Source link: https://doi.org/10.3390/biomedicines10040874
To look into possible biochemical abnormalities associated with celiac disease antibody positivity in a primary health care setting and subsequently identify predictors that could reduce diagnostic delay and underdiagnosis of CD. This observational cohort study included measures of CD antibodies in the Copenhagen Primary Care Laboratory database from 2000 to 2015; CD antibody positivity was defined as tissue transglutaminase antibody IgG or IgG 7 kU/L and/or deamidated gliadin peptide antibody IgG 10 kU/L. We investigated differences among people with positive and negative CD antibody testing results related to biochemical tests that were performed six months before and one month after the date of the CD antibody test was performed. Among individuals referred to CD antibody testing, several biochemical abnormalities connected with CD antibody positivity were identified with CD antibody positivity.
Source link: https://doi.org/10.1038/s41598-022-10492-6
Celiac disease is an autoimmune digestive disease caused by genetic intolerance of genetically vulnerable individuals after eating gluten-containing grains and their products. Furthermore, the design and function of gluten peptides related to CD, gluten testing procedures, the effects of processing on gluten and gluten-free diets are emphatically reviewed. In addition, the current CD research limitations are also addressed.

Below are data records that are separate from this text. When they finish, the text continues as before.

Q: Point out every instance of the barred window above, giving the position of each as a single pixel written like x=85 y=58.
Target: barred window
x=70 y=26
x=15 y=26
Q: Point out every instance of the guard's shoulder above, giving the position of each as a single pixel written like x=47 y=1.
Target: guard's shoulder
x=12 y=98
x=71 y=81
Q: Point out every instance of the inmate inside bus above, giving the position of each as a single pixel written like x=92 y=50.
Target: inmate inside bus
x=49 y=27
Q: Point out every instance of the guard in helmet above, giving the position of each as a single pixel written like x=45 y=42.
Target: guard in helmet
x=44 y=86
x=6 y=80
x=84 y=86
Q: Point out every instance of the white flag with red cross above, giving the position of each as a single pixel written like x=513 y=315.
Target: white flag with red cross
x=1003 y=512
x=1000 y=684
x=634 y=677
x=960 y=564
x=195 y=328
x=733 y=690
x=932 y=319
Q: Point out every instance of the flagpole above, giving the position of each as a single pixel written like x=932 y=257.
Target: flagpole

Source link: https://doi.org/10.1080/10408398.2022.2064811
As a result of refractory CeD, Intestinal lymphoma can develop. If a patient with CeD is symptomatic despite a strict gluten-free diet for at least 12 months, and does not recover with extensive villous atrophy, refractory CeD may be present. The second of the two forms of refractory CeD has abnormal monoclonal intraepithelial lymphocytes and can be classified as pre-lymphoma, and the next snapshot that will be released is enteropathy-associated T-cell lymphoma.

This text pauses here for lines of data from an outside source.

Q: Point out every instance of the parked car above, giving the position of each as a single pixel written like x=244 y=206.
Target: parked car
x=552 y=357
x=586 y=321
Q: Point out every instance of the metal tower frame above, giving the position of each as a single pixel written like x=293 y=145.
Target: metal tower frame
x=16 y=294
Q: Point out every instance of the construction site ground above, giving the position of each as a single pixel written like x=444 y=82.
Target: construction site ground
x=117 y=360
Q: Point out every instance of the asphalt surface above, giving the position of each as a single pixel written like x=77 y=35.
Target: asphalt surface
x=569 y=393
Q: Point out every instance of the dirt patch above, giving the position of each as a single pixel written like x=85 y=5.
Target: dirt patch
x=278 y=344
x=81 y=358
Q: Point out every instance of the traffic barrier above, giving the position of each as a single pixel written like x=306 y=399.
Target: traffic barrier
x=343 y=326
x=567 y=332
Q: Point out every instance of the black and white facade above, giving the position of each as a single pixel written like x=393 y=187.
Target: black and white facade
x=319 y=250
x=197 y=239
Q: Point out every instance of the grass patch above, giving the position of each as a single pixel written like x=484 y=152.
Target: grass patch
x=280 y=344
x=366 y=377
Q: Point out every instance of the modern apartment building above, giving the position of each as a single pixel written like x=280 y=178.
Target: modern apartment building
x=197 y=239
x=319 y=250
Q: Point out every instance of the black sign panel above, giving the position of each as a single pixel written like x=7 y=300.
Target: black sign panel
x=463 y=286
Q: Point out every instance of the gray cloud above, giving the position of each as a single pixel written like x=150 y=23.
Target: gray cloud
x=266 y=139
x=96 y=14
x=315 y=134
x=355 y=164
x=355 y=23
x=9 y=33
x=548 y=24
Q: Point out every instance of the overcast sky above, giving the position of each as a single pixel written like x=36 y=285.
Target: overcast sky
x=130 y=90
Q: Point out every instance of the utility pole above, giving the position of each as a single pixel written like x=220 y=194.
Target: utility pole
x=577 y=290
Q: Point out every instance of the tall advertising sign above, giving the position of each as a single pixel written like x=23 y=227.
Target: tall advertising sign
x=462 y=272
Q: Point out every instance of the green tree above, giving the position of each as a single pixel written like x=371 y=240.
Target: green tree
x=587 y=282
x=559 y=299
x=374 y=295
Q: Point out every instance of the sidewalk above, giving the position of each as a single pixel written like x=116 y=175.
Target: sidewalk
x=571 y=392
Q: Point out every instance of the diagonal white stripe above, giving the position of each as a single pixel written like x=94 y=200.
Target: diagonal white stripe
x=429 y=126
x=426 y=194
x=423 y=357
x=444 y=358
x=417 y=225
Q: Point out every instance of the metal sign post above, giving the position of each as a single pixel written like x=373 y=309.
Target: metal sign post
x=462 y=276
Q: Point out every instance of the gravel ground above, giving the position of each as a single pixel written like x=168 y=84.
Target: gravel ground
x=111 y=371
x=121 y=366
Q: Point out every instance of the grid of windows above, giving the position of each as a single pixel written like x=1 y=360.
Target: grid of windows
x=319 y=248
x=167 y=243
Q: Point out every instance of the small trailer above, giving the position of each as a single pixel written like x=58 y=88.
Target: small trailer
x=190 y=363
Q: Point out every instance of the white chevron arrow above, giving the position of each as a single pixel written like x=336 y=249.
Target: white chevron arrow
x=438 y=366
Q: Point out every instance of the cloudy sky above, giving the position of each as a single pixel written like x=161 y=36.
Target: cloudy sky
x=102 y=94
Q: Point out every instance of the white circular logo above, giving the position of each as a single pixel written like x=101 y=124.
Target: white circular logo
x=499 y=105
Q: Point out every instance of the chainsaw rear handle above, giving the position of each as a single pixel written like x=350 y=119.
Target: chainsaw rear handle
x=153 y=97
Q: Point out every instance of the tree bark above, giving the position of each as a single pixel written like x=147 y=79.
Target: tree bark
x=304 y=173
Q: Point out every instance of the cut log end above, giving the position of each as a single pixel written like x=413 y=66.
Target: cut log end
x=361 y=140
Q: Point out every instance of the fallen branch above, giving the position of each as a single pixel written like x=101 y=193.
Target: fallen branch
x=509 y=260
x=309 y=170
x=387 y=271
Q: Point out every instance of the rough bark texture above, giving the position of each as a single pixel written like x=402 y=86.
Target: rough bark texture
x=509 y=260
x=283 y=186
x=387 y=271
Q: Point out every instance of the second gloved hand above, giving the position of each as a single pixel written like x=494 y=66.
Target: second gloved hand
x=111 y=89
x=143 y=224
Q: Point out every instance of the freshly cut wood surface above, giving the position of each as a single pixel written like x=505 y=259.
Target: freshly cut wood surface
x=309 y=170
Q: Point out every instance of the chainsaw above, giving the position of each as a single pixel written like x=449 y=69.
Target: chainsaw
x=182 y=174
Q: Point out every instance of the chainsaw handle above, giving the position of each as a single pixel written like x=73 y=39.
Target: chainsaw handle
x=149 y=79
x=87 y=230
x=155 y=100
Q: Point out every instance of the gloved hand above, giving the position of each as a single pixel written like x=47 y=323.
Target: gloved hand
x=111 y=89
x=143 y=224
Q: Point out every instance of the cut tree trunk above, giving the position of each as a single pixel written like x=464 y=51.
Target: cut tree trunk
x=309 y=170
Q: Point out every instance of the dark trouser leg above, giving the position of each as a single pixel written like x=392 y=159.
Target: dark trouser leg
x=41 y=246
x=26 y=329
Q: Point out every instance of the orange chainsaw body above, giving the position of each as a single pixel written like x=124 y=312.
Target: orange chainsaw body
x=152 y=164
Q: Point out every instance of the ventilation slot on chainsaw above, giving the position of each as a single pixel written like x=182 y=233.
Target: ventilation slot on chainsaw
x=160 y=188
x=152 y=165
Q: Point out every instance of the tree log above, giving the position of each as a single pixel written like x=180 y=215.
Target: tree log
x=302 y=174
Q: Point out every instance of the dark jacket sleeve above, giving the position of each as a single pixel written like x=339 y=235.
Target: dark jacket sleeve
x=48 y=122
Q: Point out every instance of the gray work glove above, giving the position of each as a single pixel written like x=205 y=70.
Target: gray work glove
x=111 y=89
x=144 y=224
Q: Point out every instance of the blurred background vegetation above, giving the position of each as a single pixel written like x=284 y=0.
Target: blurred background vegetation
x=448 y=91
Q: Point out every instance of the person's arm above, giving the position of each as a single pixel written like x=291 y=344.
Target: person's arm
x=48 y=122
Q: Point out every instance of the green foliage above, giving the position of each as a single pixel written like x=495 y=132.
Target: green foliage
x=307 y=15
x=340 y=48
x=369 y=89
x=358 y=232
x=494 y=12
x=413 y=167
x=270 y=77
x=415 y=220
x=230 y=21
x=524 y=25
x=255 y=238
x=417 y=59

Source link: https://doi.org/10.5306/wjco.v13.i3.200
However, 10%-15% of ET patients are triple-negative, meaning patients have no identifiable mutations. We present a young patient with no previous medical history screened for persistent thrombocytosis. She had positive antibodies for celiac disease and the diagnosis was confirmed by a small bowel biopsy, which is the only diagnostic device for diagnosing celiac disease in adults. Before going to more expensive tests, we recommend screening triple-negative ET patients for celiac disease.